Modern information technologies enable organizations to capture large quantities of person-specific data while providing routine services. Many organizations hope, or are legally required, to share such data for secondary purposes (e.g., validation of research findings) in a de-identified manner. In previous work, it was shown de-identification policy alternatives could be modeled on a lattice, which could be searched for policies that met a prespecified risk threshold (e.g., likelihood of re-identification). However, the search was limited in several ways. First, its definition of utility was syntactic - based on the level of the lattice - and not semantic - based on the actual changes induced in the resulting data. Second, the threshold may not be known in advance. The goal of this work is to build the optimal set of policies that trade-off between privacy risk (R) and utility (U), which we refer to as a R-U frontier. To model this problem, we introduce a semantic definition of utility, based on information theory, that is compatible with the lattice representation of policies.

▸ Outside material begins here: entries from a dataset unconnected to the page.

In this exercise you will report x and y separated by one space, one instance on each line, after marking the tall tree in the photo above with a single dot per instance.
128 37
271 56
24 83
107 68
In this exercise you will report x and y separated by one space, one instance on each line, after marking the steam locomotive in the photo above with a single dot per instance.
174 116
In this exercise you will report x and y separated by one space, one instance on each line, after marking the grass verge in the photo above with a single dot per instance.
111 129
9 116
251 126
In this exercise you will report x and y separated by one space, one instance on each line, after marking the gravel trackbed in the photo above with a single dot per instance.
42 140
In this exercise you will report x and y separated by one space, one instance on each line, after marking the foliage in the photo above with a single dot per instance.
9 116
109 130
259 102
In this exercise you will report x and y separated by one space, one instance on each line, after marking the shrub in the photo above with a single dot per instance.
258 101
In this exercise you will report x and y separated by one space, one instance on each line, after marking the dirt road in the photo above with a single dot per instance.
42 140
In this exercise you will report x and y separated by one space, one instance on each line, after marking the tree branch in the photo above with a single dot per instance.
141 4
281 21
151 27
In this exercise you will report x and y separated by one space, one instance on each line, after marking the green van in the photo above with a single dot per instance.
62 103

To solve the problem, we initially build a set of policies that define a frontier. We then use a probability-guided heuristic to search the lattice for policies likely to update the frontier. To demonstrate the effectiveness of our approach, we perform an empirical analysis with the Adult dataset of the UCI Machine Learning Repository. We show that our approach can construct a frontier closer to optimal than competitive approaches by searching a smaller number of policies. In addition, we show that a frequently followed de-identification policy (i.e., the Safe Harbor standard of the HIPAA Privacy Rule) is suboptimal in comparison to the frontier discovered by our approach.

Abstract Image

通过风险-效用前沿高效发现去身份化政策
现代信息技术使各组织能够在提供日常服务的同时获取大量个人数据。许多组织希望或法律要求以去标识化的方式共享此类数据,用于第二目的(如验证研究成果)。在以前的工作中,有研究表明,去身份识别政策替代方案可在网格上建模,并可搜索符合预先指定风险阈值(如重新识别的可能性)的政策。然而,这种搜索方法在几个方面受到了限制。首先,它对效用的定义是句法性的--基于网格的层次--而不是语义性的--基于结果数据中的实际变化。其次,阈值可能无法预先知道。这项工作的目标是在隐私风险(R)和效用(U)之间建立一套最佳策略,我们称之为 R-U 边界。为了给这一问题建模,我们引入了基于信息论的效用语义定义,该定义与政策的网格表示法兼容。为了解决这个问题,我们首先建立了一组定义边界的政策。然后,我们使用概率引导的启发式方法在网格中搜索可能更新前沿的政策。为了证明我们方法的有效性,我们利用 UCI 机器学习库的成人数据集进行了实证分析。我们发现,与其他竞争方法相比,我们的方法只需搜索较少数量的策略,就能构建出更接近最优的前沿。此外,我们还表明,与我们的方法所发现的前沿相比,经常采用的去标识化政策(即 HIPAA 隐私规则中的安全港标准)是次优的。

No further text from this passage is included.